After five days of intensive discussions, the 3rd session of the Meeting of the Signatories to the Memorandum of Understanding on the Conservation of Migratory Sharks (CMS) ended in Monaco, France on Friday, December 14, 2018.

Angel Shark
The Angel Shark is assessed as Critically Endangered in the IUCN Red List

Among the main decisions reached was agreement to include a further eight species on the instrument’s Annex meaning that they should benefit for greater international cooperation to enhance their conservation.

Scientists estimate that one quarter of sharks and ray species worldwide are threatened with extinction.
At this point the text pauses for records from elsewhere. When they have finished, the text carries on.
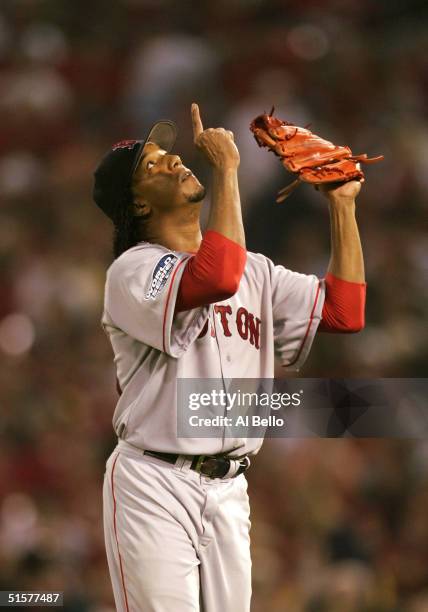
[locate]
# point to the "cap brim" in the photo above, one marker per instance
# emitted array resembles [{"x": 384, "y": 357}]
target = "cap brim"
[{"x": 162, "y": 133}]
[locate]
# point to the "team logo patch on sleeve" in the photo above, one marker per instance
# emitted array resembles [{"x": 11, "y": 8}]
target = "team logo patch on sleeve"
[{"x": 160, "y": 275}]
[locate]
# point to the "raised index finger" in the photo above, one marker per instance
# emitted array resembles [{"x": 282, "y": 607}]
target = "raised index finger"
[{"x": 196, "y": 121}]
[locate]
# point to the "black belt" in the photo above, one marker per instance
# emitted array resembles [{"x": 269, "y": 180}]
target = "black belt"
[{"x": 209, "y": 465}]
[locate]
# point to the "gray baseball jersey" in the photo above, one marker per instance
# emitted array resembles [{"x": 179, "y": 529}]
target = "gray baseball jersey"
[{"x": 274, "y": 312}]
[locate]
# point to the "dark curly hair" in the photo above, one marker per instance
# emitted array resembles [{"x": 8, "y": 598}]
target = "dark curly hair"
[{"x": 128, "y": 228}]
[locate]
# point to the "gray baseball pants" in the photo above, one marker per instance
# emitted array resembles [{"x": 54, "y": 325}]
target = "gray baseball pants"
[{"x": 176, "y": 541}]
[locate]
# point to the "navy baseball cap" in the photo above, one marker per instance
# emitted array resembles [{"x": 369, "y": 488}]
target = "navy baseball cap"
[{"x": 113, "y": 176}]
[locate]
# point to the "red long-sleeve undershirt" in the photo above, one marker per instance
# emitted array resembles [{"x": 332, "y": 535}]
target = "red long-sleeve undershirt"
[{"x": 214, "y": 274}]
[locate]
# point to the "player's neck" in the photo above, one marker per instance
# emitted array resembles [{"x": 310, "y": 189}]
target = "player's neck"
[{"x": 178, "y": 231}]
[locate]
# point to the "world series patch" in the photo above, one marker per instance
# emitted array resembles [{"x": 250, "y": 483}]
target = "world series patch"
[{"x": 160, "y": 275}]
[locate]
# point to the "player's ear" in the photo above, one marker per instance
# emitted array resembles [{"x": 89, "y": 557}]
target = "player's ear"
[{"x": 141, "y": 209}]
The eight species concerned are:

  • The Dusky Shark
  • The Common Guitarfish
  • The Smooth Hammerhead
  • The Oceanic Whitetip Shark
  • The Bottlenose Wedgefish and two look-alike species, the Smoothnose and White-spotted Wedgefish, also known as the Giant Guitarfish
  • The Angel Shark

The Angel Shark, which was proposed by the host of the meeting, the Principality of Monaco, is assessed as Critically Endangered in the IUCN Red List. Although the species was very common during the 19th and early 20th centuries, the global population has been depleted by target fisheries and, more recently, as a fisheries bycatch. The species’ last remaining stronghold is around the Canary Islands, but it is still recorded very infrequently across much of its former coastal range.
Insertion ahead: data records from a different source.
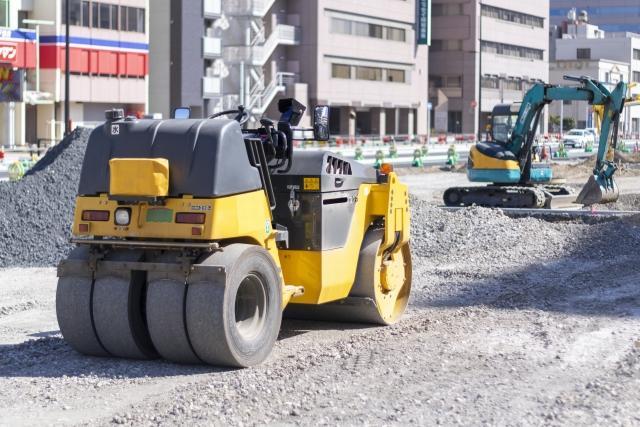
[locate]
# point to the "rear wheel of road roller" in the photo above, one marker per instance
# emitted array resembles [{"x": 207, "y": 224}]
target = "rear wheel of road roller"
[
  {"x": 73, "y": 309},
  {"x": 118, "y": 309},
  {"x": 383, "y": 278},
  {"x": 233, "y": 319},
  {"x": 380, "y": 292},
  {"x": 166, "y": 297}
]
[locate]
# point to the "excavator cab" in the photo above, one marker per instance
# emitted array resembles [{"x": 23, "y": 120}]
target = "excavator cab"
[{"x": 503, "y": 120}]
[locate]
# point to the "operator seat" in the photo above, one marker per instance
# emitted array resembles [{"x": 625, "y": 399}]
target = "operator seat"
[{"x": 495, "y": 150}]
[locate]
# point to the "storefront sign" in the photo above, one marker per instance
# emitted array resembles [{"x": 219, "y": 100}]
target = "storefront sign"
[
  {"x": 423, "y": 22},
  {"x": 11, "y": 84},
  {"x": 8, "y": 52}
]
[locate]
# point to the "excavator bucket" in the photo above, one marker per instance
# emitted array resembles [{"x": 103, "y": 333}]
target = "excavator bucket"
[{"x": 598, "y": 190}]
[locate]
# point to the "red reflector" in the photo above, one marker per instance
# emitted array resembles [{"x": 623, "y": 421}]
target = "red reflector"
[
  {"x": 95, "y": 215},
  {"x": 189, "y": 218}
]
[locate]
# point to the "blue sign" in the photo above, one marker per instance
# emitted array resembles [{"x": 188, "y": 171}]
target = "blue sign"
[{"x": 423, "y": 22}]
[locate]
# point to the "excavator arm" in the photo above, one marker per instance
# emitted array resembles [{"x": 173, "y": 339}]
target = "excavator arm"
[{"x": 601, "y": 187}]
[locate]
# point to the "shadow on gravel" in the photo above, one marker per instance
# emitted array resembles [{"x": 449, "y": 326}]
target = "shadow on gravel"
[
  {"x": 51, "y": 357},
  {"x": 294, "y": 327},
  {"x": 600, "y": 276}
]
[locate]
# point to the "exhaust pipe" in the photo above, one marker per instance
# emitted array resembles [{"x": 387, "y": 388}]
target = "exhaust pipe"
[{"x": 598, "y": 190}]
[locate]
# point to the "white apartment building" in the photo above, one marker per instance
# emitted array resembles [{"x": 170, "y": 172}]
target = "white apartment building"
[
  {"x": 360, "y": 57},
  {"x": 484, "y": 53},
  {"x": 585, "y": 49}
]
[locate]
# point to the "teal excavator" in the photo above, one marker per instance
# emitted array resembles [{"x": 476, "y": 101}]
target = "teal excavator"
[{"x": 506, "y": 163}]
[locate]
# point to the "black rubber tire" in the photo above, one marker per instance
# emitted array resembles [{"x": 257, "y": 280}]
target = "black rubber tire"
[
  {"x": 73, "y": 310},
  {"x": 211, "y": 308},
  {"x": 118, "y": 309},
  {"x": 166, "y": 296}
]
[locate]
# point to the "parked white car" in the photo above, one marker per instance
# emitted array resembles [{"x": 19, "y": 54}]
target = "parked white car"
[{"x": 577, "y": 138}]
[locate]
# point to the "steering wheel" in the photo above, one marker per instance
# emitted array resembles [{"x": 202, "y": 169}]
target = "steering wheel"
[{"x": 242, "y": 116}]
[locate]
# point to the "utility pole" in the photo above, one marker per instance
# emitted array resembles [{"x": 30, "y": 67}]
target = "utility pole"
[
  {"x": 480, "y": 72},
  {"x": 67, "y": 72},
  {"x": 37, "y": 23}
]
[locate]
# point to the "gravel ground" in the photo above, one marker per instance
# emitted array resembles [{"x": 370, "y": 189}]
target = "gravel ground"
[
  {"x": 512, "y": 322},
  {"x": 41, "y": 204}
]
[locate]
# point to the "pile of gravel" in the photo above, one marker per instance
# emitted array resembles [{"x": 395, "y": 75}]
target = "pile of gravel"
[
  {"x": 36, "y": 212},
  {"x": 477, "y": 234}
]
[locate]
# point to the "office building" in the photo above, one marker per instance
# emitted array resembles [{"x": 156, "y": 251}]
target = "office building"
[
  {"x": 361, "y": 58},
  {"x": 484, "y": 53},
  {"x": 584, "y": 49},
  {"x": 609, "y": 15},
  {"x": 17, "y": 65}
]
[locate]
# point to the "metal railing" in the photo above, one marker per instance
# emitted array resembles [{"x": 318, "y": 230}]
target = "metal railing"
[
  {"x": 258, "y": 8},
  {"x": 211, "y": 87},
  {"x": 259, "y": 54},
  {"x": 212, "y": 8},
  {"x": 211, "y": 47}
]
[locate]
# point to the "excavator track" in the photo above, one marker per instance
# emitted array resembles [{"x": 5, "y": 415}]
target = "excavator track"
[
  {"x": 518, "y": 197},
  {"x": 496, "y": 196}
]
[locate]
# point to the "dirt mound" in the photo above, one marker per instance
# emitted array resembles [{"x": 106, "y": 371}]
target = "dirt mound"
[{"x": 36, "y": 212}]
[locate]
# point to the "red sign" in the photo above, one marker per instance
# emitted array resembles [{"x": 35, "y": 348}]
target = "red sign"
[{"x": 8, "y": 52}]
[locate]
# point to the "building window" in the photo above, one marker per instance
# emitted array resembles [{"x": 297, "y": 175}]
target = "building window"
[
  {"x": 396, "y": 34},
  {"x": 511, "y": 50},
  {"x": 340, "y": 26},
  {"x": 512, "y": 16},
  {"x": 368, "y": 73},
  {"x": 344, "y": 71},
  {"x": 444, "y": 9},
  {"x": 395, "y": 76},
  {"x": 340, "y": 71},
  {"x": 446, "y": 45},
  {"x": 132, "y": 19},
  {"x": 4, "y": 13},
  {"x": 512, "y": 84},
  {"x": 490, "y": 82},
  {"x": 454, "y": 122},
  {"x": 454, "y": 81},
  {"x": 74, "y": 12},
  {"x": 114, "y": 17},
  {"x": 583, "y": 54},
  {"x": 104, "y": 15},
  {"x": 95, "y": 15},
  {"x": 86, "y": 14},
  {"x": 366, "y": 29}
]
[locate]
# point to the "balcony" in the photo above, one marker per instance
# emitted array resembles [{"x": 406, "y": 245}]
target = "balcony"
[
  {"x": 212, "y": 8},
  {"x": 286, "y": 35},
  {"x": 211, "y": 47},
  {"x": 257, "y": 8},
  {"x": 211, "y": 87}
]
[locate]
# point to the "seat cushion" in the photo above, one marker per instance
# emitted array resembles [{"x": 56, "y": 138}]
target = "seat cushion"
[{"x": 497, "y": 151}]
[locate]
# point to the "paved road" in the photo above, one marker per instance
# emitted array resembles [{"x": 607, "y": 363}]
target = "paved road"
[{"x": 437, "y": 156}]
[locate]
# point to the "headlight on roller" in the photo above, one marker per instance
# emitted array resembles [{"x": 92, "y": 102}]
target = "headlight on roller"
[{"x": 123, "y": 216}]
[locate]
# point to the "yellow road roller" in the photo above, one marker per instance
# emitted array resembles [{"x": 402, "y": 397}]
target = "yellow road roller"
[{"x": 193, "y": 237}]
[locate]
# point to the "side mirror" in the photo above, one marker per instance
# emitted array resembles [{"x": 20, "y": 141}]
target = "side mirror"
[
  {"x": 321, "y": 123},
  {"x": 182, "y": 113}
]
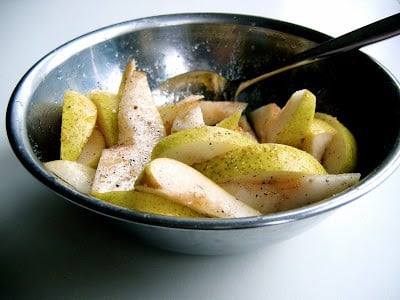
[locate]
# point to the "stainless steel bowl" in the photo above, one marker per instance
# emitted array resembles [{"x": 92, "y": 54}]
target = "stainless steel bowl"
[{"x": 354, "y": 87}]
Agreement could not be reached on listing the Blue Shark proposed by Samoa and Sri Lanka and Signatories asked that the proposal be resubmitted at the next Meeting in three years’ time when further assessment of the populations of the species in the Atlantic, Pacific and Indian Oceans will have been undertaken.
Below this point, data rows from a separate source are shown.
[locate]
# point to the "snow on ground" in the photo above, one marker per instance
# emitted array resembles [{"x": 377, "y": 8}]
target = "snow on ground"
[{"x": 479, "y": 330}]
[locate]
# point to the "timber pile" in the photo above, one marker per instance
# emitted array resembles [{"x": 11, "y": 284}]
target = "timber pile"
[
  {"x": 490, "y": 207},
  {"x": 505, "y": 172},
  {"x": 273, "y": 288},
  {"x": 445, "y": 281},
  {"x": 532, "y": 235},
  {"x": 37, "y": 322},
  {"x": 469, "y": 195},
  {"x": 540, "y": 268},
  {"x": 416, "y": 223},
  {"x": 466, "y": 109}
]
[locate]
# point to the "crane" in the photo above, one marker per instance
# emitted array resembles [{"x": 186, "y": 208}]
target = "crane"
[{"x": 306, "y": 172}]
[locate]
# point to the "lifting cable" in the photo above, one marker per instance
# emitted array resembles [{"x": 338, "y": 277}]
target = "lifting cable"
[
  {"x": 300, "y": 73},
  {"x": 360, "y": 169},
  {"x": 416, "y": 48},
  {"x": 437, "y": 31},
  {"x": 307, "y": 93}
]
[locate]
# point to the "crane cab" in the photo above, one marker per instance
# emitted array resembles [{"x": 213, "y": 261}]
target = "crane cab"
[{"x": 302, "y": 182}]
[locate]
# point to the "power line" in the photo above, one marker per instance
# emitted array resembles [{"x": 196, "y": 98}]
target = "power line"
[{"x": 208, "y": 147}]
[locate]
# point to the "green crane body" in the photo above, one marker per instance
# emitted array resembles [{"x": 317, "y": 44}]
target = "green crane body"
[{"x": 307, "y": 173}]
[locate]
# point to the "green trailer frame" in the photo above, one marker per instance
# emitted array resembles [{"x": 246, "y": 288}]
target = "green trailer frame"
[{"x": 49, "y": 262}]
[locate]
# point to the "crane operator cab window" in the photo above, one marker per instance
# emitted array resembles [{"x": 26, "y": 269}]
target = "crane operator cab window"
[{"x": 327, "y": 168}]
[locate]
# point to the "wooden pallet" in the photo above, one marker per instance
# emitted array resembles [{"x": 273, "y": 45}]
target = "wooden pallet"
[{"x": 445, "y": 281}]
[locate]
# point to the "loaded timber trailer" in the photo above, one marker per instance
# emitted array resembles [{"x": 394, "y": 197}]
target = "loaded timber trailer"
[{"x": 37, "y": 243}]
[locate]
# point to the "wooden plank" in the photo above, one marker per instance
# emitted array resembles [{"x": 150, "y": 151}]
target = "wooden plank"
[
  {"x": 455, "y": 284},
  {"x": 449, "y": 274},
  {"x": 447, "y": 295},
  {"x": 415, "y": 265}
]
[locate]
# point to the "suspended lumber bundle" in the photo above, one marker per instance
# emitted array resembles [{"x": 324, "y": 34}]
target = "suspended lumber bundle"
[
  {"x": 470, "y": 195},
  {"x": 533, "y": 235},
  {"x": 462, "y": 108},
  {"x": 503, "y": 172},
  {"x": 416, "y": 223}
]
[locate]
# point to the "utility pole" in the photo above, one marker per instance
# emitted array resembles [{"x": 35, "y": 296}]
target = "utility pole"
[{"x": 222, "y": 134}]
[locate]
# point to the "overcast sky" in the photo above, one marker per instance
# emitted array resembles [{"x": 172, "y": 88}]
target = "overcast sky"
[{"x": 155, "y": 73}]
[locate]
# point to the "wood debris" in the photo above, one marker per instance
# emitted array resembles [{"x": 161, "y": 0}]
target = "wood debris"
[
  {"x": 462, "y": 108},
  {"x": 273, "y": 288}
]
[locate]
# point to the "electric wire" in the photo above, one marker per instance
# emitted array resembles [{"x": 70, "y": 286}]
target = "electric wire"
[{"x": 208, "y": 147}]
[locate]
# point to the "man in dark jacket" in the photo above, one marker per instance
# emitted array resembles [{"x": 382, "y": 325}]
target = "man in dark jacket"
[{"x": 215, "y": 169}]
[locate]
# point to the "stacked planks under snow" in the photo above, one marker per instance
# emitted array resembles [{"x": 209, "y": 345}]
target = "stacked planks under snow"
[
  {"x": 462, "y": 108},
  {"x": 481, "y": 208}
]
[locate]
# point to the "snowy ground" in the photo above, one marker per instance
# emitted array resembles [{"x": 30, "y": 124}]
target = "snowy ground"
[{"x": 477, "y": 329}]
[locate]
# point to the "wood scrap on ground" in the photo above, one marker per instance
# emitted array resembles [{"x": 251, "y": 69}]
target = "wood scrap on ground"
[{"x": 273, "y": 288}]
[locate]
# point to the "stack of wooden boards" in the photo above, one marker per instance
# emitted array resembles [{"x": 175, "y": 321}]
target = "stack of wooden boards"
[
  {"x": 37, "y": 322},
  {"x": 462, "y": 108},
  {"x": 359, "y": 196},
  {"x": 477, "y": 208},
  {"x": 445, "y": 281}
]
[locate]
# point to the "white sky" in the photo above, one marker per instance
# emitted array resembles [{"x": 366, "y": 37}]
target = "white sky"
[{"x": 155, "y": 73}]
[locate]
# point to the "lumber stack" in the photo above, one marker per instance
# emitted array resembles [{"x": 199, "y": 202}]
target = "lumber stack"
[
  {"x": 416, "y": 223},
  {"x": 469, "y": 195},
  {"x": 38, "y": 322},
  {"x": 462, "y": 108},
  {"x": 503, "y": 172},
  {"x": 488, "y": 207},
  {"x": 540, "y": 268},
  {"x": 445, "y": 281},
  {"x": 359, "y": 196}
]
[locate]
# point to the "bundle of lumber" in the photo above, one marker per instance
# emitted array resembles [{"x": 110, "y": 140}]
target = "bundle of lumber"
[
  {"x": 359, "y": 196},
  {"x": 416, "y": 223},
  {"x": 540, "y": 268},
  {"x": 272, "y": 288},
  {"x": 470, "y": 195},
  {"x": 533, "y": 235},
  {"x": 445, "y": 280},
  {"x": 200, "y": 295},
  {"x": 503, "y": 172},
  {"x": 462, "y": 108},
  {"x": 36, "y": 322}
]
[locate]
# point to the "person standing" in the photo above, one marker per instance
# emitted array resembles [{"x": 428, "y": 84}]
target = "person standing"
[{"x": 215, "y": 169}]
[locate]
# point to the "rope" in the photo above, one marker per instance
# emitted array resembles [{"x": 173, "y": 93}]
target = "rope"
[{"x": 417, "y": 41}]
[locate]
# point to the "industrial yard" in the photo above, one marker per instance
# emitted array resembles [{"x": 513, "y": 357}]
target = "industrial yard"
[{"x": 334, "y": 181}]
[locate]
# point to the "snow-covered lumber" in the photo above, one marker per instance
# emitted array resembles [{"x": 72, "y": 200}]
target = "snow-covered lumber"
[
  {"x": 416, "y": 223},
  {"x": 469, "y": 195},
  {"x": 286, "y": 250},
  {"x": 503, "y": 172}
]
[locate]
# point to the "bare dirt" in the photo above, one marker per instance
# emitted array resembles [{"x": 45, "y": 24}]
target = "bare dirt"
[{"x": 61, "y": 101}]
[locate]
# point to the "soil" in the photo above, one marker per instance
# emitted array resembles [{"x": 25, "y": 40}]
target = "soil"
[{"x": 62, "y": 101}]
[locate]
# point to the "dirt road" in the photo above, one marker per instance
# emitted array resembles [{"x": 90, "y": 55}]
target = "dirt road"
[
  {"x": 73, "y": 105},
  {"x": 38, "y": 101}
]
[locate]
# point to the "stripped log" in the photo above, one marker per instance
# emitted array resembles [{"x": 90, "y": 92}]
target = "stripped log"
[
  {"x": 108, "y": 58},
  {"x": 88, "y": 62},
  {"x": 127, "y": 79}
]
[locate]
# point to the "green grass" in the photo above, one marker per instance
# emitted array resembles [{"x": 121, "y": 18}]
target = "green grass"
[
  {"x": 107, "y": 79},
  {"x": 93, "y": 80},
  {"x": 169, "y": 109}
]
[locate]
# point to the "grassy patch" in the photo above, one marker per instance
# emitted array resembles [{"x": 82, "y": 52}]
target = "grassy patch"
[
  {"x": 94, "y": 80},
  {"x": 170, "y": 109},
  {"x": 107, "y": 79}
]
Shark numbers have fallen dramatically in recent years, primarily because of overfishing and bycatch, while prey depletion is also affecting their conservation status, with many species now categorised as Critically Endangered, Endangered or Vulnerable on the IUCN Red List.

Representatives of 34 governments plus the European Union attended the meeting along with several leading NGOs dealing with marine conservation and international organisations including the Food and Agriculture Organisation of the United Nations and CITES, the Convention on International Trade in Endangered Species.

Defenders of Wildlife, an organisation with 20 years’ experience dealing with sharks, was accepted as the Memorandum’s twelfth “cooperating partner”.

The meeting took place at the Oceanographic Museum at the invitation of the Government of the Principality of Monaco.

The CMS or the “Bonn Convention” aims to conserve terrestrial, aquatic and avian migratory species throughout their range. It is an intergovernmental treaty, concluded under the aegis of the United Nations Environment Programme, concerned with the conservation of wildlife and habitats on a global scale.

The Memorandum of Understanding (MOU) on the Conservation of Migratory Sharks is the first global instrument for the conservation of migratory species of sharks.